Определено: записать о сем в журнал и еще раз выразить искреннейшее сожаление, что страна столь могущественная, дружественная и притом неуклонно стремящаяся к возрождению не имела на конгрессе своего представителя.
Затем, не теряя времени, мы приступили к голосованию параграфов "Положения о постоянной статистической комиссии", редактированного Прокопом, по соглашению с Кеттле.
– Mais il me semble, messieurs, que nous ne sommes pas en riombre![162] – заметил Левассер, указывая на простертые по диванам тела наших соконгрессистов.
– Ну, чего еще тут "en nombre!".[163] Пожалуйста, Карл Иваныч, не вмешивайся ты, ради Христа!
Откуда узнал Прокоп имя и отечество Левассера! каким образом и когда сошелся он с ним на "ты"! Изумительно!
– Господа! терять времени нечего! а то наши проспятся и загалдят! Параграф премье. "Для наблюдения за работами гг. статистиков, в отношении к их успешности и правильности, учреждается постоянная статистическая комиссия, с теми же правами, которые присвоены международному статистическому конгрессу на время его собраний…" Ладно, что ли?
– Прекрасно! – задалось со всех сторон.
– Параграф сегон. "Постоянная сия комиссия имеет местопребывание в столичном городе С. – Петербурге, в Малоярославском оного трактире…"
– Против этого параграфа я имею сделать возражение! – заявил Кирсанов.
– Покороче, сделай милость!
– Я буду краток: кушанье в Малоярославском трактире обходится так дорого…
– Да где же ты в другом месте таких поросят найдешь?
– Я не говорю, что поросята дурны; но я утверждаю, что в случае необходимости можно удовольствоваться и не столь жирными поросятами. Вспомните, господа, что членами комиссии могут быть люди семейные, для которых далеко не безразлично, платить ли за порцию восемь гривен или тридцать копеек. А между тем я знаю на углу Садовой и Вознесенского трактирчик госпожи Васильевой, где, во-первых, помещение очень приличное, во-вторых, кушанье подается недорогое и вкусное, и в-третьих, прислуге строго воспрещено произносить при гостях ругательные слова! Поэтому я полагал бы…

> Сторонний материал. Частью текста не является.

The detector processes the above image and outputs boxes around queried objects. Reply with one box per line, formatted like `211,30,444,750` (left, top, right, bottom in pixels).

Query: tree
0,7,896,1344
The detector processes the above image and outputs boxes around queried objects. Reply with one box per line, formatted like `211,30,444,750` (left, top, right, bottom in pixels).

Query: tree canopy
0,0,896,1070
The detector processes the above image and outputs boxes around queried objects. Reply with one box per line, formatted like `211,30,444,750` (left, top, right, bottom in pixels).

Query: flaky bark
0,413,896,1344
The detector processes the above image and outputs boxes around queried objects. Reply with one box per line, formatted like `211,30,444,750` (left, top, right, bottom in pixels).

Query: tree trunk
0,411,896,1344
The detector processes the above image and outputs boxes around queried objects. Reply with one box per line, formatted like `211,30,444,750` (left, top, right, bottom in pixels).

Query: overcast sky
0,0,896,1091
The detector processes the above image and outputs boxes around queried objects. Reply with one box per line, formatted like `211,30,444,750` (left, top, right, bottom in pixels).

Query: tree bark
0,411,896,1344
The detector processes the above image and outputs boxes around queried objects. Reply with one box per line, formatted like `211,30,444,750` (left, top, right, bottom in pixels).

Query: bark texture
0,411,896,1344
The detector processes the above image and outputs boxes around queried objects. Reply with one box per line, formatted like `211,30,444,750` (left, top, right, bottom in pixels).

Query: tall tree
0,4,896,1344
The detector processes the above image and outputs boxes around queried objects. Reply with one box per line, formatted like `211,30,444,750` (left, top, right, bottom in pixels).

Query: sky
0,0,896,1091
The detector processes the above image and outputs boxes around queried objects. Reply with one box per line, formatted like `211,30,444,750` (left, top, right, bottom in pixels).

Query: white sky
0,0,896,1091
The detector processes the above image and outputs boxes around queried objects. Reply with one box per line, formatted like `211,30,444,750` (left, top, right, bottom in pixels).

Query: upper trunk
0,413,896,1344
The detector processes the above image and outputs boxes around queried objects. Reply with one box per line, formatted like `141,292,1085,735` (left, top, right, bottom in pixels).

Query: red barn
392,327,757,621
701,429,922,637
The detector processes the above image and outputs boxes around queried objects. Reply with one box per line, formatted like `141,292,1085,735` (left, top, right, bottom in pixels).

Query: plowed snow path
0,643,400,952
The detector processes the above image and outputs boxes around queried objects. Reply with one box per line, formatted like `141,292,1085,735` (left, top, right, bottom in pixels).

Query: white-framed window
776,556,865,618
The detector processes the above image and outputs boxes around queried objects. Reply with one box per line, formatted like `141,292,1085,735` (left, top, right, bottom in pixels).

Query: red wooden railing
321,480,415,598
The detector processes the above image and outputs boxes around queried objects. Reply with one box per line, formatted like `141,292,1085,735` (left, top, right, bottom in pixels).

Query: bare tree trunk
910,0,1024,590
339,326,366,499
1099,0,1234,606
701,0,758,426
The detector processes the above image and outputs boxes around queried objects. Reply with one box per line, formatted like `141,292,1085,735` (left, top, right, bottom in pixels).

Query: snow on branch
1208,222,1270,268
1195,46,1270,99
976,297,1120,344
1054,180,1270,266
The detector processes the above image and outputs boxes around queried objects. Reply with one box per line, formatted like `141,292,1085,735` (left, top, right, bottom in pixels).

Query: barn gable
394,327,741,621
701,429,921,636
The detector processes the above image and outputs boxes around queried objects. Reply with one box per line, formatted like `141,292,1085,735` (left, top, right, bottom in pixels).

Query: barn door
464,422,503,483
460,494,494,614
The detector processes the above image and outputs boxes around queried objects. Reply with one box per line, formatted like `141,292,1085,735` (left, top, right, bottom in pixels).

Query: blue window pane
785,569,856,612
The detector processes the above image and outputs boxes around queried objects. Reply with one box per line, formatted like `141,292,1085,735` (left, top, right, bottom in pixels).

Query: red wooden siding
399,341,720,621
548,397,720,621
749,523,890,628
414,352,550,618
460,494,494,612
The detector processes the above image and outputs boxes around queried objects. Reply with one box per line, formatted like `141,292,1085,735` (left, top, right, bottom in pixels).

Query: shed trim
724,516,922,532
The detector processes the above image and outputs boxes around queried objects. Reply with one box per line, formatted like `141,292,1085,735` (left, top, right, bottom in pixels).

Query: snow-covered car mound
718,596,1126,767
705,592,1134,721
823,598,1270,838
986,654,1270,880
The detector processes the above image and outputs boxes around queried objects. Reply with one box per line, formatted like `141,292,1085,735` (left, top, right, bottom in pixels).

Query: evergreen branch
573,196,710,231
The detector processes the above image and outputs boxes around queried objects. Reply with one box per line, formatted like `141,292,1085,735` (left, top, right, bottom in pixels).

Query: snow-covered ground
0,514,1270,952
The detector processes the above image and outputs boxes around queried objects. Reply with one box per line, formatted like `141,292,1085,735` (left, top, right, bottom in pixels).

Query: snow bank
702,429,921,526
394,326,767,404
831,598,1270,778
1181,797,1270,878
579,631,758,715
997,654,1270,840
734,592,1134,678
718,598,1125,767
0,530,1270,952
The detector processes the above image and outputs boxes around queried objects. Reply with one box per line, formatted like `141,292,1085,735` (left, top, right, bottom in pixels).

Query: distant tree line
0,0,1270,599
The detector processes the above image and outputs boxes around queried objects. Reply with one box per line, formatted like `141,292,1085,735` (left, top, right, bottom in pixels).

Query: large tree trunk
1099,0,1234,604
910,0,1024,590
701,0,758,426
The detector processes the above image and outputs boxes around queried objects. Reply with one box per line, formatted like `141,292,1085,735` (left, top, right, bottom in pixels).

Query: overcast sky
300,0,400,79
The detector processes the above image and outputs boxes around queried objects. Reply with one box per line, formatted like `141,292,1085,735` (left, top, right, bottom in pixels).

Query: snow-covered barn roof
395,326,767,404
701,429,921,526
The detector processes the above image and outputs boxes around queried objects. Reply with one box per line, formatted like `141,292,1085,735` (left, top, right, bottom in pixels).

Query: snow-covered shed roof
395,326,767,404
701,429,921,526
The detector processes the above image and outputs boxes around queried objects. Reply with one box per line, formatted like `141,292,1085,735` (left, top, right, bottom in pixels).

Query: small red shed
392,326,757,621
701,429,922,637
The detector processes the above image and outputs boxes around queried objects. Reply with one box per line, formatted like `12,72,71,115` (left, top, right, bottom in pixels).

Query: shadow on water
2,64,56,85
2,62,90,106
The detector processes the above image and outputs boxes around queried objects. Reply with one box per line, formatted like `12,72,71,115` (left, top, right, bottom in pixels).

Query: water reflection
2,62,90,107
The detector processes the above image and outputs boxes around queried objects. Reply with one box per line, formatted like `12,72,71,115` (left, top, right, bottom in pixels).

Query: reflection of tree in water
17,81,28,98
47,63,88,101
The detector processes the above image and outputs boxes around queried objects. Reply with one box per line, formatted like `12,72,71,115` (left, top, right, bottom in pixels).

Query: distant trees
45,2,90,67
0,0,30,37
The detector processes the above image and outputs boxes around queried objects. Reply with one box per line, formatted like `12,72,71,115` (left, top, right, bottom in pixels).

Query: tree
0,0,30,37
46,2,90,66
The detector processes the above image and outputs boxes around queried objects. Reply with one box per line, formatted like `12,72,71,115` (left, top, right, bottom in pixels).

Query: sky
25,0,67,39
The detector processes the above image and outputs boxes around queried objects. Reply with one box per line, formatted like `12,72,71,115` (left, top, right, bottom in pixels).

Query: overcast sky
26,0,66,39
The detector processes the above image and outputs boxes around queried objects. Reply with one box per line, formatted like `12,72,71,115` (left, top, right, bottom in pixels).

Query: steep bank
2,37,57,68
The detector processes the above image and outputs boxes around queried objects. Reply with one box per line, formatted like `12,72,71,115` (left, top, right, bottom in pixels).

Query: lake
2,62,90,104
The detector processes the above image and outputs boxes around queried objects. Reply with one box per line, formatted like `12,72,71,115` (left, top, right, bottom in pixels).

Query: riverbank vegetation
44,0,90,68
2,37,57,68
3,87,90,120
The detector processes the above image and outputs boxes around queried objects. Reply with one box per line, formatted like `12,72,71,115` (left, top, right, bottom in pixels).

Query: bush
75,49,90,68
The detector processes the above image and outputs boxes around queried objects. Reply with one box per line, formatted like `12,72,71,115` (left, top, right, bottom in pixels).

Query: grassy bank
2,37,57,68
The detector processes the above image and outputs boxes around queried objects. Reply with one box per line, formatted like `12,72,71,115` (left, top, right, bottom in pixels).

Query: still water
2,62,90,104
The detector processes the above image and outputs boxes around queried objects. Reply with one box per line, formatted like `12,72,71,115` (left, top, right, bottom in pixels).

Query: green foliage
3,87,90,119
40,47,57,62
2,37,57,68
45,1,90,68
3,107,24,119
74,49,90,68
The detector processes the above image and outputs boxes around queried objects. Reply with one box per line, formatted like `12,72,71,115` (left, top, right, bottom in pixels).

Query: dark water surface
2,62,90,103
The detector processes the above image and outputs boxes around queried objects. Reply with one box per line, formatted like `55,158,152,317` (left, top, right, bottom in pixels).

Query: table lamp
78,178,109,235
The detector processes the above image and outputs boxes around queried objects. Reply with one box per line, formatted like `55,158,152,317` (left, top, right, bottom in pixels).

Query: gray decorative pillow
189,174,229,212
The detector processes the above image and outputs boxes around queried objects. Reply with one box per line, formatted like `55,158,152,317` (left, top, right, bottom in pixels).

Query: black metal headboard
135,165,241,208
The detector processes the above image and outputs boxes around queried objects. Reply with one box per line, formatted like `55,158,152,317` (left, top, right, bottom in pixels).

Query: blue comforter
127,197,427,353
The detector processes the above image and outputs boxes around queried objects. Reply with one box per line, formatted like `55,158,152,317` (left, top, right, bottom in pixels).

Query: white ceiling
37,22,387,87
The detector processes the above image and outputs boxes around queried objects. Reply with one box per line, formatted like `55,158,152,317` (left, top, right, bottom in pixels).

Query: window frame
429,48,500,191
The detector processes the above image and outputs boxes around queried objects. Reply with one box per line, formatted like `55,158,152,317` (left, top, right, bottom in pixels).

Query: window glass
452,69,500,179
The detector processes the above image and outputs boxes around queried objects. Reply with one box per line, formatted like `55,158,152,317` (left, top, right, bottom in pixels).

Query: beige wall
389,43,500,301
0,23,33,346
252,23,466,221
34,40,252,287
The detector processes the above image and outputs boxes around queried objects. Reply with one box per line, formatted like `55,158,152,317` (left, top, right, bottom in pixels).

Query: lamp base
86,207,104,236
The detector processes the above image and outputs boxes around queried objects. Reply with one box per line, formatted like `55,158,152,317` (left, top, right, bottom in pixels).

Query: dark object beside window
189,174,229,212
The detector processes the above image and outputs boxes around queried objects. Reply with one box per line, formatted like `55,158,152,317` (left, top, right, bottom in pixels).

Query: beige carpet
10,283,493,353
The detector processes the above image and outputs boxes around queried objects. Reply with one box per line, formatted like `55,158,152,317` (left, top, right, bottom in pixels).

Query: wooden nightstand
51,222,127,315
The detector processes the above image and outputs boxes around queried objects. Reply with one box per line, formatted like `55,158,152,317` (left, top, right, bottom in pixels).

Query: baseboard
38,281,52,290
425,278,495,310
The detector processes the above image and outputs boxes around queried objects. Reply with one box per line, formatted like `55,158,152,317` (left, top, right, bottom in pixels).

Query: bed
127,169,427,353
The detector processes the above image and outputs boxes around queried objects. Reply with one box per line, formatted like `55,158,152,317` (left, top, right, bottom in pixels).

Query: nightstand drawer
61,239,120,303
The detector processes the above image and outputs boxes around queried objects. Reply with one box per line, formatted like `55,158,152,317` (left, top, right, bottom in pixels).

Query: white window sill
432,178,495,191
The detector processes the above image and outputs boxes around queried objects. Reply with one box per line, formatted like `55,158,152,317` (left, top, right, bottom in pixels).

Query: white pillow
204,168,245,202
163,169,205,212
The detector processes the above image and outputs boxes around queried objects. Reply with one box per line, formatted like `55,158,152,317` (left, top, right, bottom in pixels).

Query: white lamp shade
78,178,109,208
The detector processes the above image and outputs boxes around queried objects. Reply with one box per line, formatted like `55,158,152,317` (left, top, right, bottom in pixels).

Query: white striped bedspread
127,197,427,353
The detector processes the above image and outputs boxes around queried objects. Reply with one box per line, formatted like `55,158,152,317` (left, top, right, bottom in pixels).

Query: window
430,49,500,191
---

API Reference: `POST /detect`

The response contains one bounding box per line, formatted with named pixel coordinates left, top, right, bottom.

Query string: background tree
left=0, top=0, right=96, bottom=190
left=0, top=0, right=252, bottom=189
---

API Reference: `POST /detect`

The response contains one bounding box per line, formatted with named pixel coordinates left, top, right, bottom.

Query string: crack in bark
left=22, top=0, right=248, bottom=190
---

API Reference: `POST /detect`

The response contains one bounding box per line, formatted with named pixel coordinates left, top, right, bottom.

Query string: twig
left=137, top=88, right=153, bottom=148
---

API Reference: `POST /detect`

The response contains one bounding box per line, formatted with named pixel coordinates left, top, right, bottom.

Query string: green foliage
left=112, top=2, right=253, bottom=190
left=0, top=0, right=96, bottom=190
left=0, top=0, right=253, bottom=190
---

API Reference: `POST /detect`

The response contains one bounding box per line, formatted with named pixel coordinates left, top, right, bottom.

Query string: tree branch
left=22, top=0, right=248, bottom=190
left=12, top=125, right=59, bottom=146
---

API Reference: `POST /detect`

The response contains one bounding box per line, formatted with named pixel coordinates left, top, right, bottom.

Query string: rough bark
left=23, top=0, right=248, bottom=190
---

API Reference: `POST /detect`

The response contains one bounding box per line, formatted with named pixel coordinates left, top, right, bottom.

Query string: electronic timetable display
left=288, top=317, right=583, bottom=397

– Ну, к Васильевой так к Васильевой – не мне придется дохлятину-то есть! Я, брат, завтра взял шапку, да и был таков! Параграф троазием, господа: "В состав комиссии входят по одному представителю от каждой из пяти первостепенных держав с жалованьем по шести тысяч рублей в год; второстепенные державы посылают в складчину по одному представителю от каждых двух государств, с жалованьем по мере средств. На канцелярские расходы ассигнуется по десяти тысяч рублей в год, каковой расход относится на счет патентного сбора с вольнопрактикующих статистиков…"
Корренти встал и довольно нагло потребовал принять Италию в число первостепенных государств. "С тех пор, – говорил он, – как Рим сделался нашей столицей, непростительно даже сомневаться, что Италия призвана быть решительницей судеб мира". Но Прокоп сразу осадил дерзкого пришельца.
– Ну, брат, это еще "Улита едет, когда-то будет"! – сказал он ему, и этим метким замечанием увлек за собой все собрание. Параграф 3-й был принят огромным большинством.
– Параграф катрием е дернье: "Постоянная комиссия имеет главный надзор за статистикой во всех странах мира. Она поощряет прилежных и исправных статистиков, нерадивых же подвергает надлежащим взысканиям. Сверх того, высшим местам и учреждениям она пишет доношения и рапорты, с равными местами сносится посредством отношений; статистикам, получающим от казны содержание, дает предложения; статистикам вольнопрактикующим посылает указы и предписания".
Но не успели мы приступить к голосованию последнего параграфа, как случилось нечто поразительное. На лестнице послышался сильный шум, и в залу заседаний вбежал совершенно бледный и растерявшийся половой. Увидев его, Кеттлер с, быстротою молнии ухватил первую попавшуюся под руки шапку и улизнул. Его примеру хотели последовать и прочие иностранные гости (как после оказалось – притворно), но было уже поздно: в комнате заседаний стоял господин в полицейском мундире, а из-за дверей выглядывали головы городовых, Левассер с какою-то отчаянною решимостью отвернулся к окну и произнес: "Alea jacta est!"[164]
– Господин отставной корнет Шалопутов! – провозгласил между тем господин в полицейском мундире.
– Здесь! – отозвался Левассер, отдаваясь в руки правосудия.
Мы так и ахнули.
IXИтак, этот статистический конгресс, на который мы возлагали столько надежд, оказался лишь фальшивою декорацией, за которою скрывалась самая низкая подпольная интрига! Он был лишь средством для занесения наших имен в списки сочувствующих, а оттуда – кто знает! – быть может, и в книгу живота!
Можно себе представить, каково было удивление мое и Прокопа, когда мы узнали, что чуть-чуть не сделались членами интернационалки!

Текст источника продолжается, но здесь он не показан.